Zimbabwe close to clinching $100m SA loan
Zimbabwe is close to securing a $100 million loan from South Africa for next year’s budget support, Finance minister Tendai Biti said on Sunday.
Mr Biti in September met his South African counterpart Pravin Gordhan to ask for the loan after making similar requests to Angola.
He told state media Zimbabwe’s economically powerful neighbour had agreed to extend the loan but a few issues had to be ironed out first.
The money will be used for infrastructure projects and to help the country achieve its millennium development goals (MDGs).
“As to the purpose of the fund, it will go towards socio-economic development projects so that we can bolster our meagre budgetary coffers,” Mr Biti said.
Zimbabwe had to slash its 2012 budget by $400 million after diamond mining companies failed to remit the expected $600 million to the Treasury.
Zimbabwe cannot access funding from multilateral lenders such as the International Monetary Fund because of longstanding arrears.
Last month, South Africa's Minister in the Presidency in charge of the National Planning Commission, Trevor Manuel, said there had to be trade-offs for the loan to Zimbabwe.
He said South Africa could not throw money at bad policies, which was seen as an attack on President Robert Mugabe’s push to seize foreign-owned enterprises.
“Money is tight,” Mr Manuel said. “There has to be trade-offs and mutual gains.
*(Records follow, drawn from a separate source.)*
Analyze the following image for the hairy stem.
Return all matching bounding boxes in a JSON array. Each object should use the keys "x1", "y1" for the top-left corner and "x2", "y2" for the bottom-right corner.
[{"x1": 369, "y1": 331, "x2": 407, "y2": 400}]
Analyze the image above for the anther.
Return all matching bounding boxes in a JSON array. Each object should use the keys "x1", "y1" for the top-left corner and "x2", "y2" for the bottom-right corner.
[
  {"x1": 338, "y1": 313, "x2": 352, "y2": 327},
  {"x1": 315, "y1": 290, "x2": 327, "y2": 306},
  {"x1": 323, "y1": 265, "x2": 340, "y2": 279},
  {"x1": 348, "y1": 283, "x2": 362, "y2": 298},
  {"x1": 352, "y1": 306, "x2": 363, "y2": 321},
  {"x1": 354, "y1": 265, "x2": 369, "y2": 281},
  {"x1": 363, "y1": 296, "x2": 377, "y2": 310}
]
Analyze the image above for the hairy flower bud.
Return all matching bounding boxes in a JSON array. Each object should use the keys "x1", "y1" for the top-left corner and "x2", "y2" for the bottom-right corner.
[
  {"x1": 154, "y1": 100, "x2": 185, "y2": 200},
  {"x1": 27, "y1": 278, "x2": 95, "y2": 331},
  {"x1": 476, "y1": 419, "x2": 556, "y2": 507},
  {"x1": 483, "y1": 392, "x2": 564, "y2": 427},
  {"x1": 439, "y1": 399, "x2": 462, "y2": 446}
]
Nobody can throw good money at bad policies or practices. That would simply be irresponsible.”
South Africa has extended a number of loans to Zimbabwe since President Mugabe formed an inclusive government with his former opponents in 2009.
The country’s biggest opposition party, the Democratic Alliance (DA), asked President Jacob Zuma to use the latest funding as leverage to force President Mugabe to implement reforms promised in his power sharing agreement.
South Africa last year agreed to extend a $355 million loan to Swaziland, which was tied to political reforms.
Last month, Botswana extended $462.4 million in lines of credit to Zimbabwe as part of regional efforts to help the country’s battered economy to recover.